Hasta hace algunos años las islas Likana eran célebres por la abundancia del trépang en sus aguas; pero desde que un capitán americano pescó durante el año 1845 doscientos sesenta y cinco pikules, y el capitán Muyne casi otro tanto en 1847, las olutarias desaparecieron de aquellas playas.

Y basta por ahora, sobrinos míos. Hagamos disponer la otra chalupa, y vamos a colocar las calderas.

—¿Las calderas?—exclamó Cornelio—. ¿Qué intentas hacer?

—Son necesarias para la preparación del trépang.

—¿Y los salvajes?—preguntó Hans—. ¿Nos dejarán tranquilos?

—¿No has oído hace poco un grito?

—Supongo que no se atreverán a acercarse. Al menos así lo espero por ahora. Saben que los hombres blancos poseen armas de fuego, y les tienen miedo. ¡Eh, Van-Horn! Haz que boten al agua la segunda chalupa.

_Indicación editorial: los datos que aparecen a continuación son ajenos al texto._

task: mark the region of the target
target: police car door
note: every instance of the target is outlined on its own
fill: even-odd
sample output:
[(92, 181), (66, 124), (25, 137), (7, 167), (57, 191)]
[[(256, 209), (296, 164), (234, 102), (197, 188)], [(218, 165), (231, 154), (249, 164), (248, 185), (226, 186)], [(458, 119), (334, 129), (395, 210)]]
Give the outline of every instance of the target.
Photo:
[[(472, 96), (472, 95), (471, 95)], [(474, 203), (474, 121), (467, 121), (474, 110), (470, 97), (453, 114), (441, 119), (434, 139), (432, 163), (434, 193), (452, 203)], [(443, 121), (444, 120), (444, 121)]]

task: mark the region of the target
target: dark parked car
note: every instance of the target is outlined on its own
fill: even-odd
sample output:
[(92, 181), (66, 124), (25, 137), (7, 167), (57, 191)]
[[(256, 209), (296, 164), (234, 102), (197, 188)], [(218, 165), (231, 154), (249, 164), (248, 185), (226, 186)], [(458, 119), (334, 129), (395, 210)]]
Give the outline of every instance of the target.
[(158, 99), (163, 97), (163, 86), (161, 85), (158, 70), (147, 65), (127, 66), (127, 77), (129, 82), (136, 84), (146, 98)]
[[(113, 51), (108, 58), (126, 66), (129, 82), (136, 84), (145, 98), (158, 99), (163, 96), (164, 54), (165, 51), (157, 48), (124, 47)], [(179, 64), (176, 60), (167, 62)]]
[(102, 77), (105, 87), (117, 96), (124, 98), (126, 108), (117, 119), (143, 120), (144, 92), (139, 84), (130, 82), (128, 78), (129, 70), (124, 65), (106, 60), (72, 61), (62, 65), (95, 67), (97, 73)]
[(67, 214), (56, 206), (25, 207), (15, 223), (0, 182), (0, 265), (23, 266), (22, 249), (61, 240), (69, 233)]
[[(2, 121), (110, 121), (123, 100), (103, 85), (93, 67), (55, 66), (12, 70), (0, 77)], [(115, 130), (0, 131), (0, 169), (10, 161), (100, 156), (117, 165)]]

El viejo marinero, que había vuelto a bordo del junco, se apresuró a obedecer. La embarcación, que estaba guindada de los pescantes de popa, fué botada al mar y la ocuparon diez chinos armados de fusiles.

—Ahora las calderas y el combustible—ordenó Van-Horn, que también se había embarcado en ella.

Dos pailas de metal, de un metro de diámetro y de treinta y cinco a cuarenta centímetros de profundidad, grandes espumaderas, unos cuantos arpones y gran cantidad de leña fueron embarcados en la chalupa.

—¿Está cargada la lantaca?—preguntó el Capitán.

—De metralla—respondió el viejo—. Si a los salvajes les entran deseos de molestarnos, los saludaremos con una buena rociada.

—¡Vamos, muchachos!—dijo Van-Stael a sus sobrinos.

Embarcaron todos en la otra chalupa, los chinos empuñaron los remos y se dirigieron a tierra.

En pocos minutos llegaron a la playa, sorteando las peligrosas escolleras que rodean la costa, contra las cuales se rompe el oleaje con roncos mugidos, produciendo gran resaca.

—¡Alto!—dijo Van-Stael antes de que la chalupa tocase en la orilla.

Se subió al banco de proa y miró detenidamente hacia la playa, erizada de rocas enormes, que se alzaban en forma de anfiteatro. A pesar del grito que habían oído poco antes, no se veía ninguna criatura humana ni se percibía rumor alguno sospechoso. Solamente una bandada de cacatúas, espléndidas aves de plumas purpúreas y blancas que ostentan en la cabeza un penacho inclinado hacia atrás, revoloteaban entre las ramas de un pequeño black-wood (árbol de madera negra) que crecía desmedradamente entre la arena.

—¿Hay novedad?—preguntó Van-Horn.

—Ninguna, viejo mío. Desembarquemos.

La chalupa se acercó a la playa hasta tocar en la arena.

El Capitán, los dos jóvenes y el marinero desembarcaron armados de sendos fusiles, y tras de ellos los chinos conduciendo a tierra la leña, las pailas, los arpones y las espumaderas.

A corta distancia de la orilla Van-Stael indicó dos pequeñas construcciones circulares formadas por pedruscos y que podían servir muy bien de hogares.

—Los salvajes las han respetado—dijo.

—¿Qué es eso?—preguntó Hans.

—Los hornillos que construímos el año pasado. ¡Al trabajo, muchachos!

La otra chalupa va a llegar.

Los chinos cargaron de combustible las hornillas, les prendieron fuego y después colocaron encima las dos calderas, llenándolas de agua de mar.

La segunda chalupa, tripulada por los pescadores, llegó en aquel momento. La pesca había sido verdaderamente milagrosa, pues la embarcación venía tan cargada, que apenas sobresalía del agua.

Después de atracarla a la playa, los veinte chinos se pusieron a descargarla. En menos de una hora aquellos pescadores habían recogido cerca de cinco quintales de olutarias, pero no todas de una sola especie.

Entre ellas se veían las preciadas bankolungan, de once a quince pulgadas de largas, con el dorso obscuro, el vientre blanco y una costra calcárea en ambos costados, cubiertos, además, de verrugas.

Esta clase se pesca ordinariamente en los bordes interiores de los bancos de coral, a menos de braza y media de profundidad.

Había también muchas kichisan, de treinta centímetros de longitud, forma ovalada y piel negra recubierta de verrugas; talifan, de la misma longitud poco más o menos que las anteriores, de color rojo tostado, con una fila de espinas rojas en el dorso. Son las más tiernas, y por ello exigen cuidados especiales para prepararlas.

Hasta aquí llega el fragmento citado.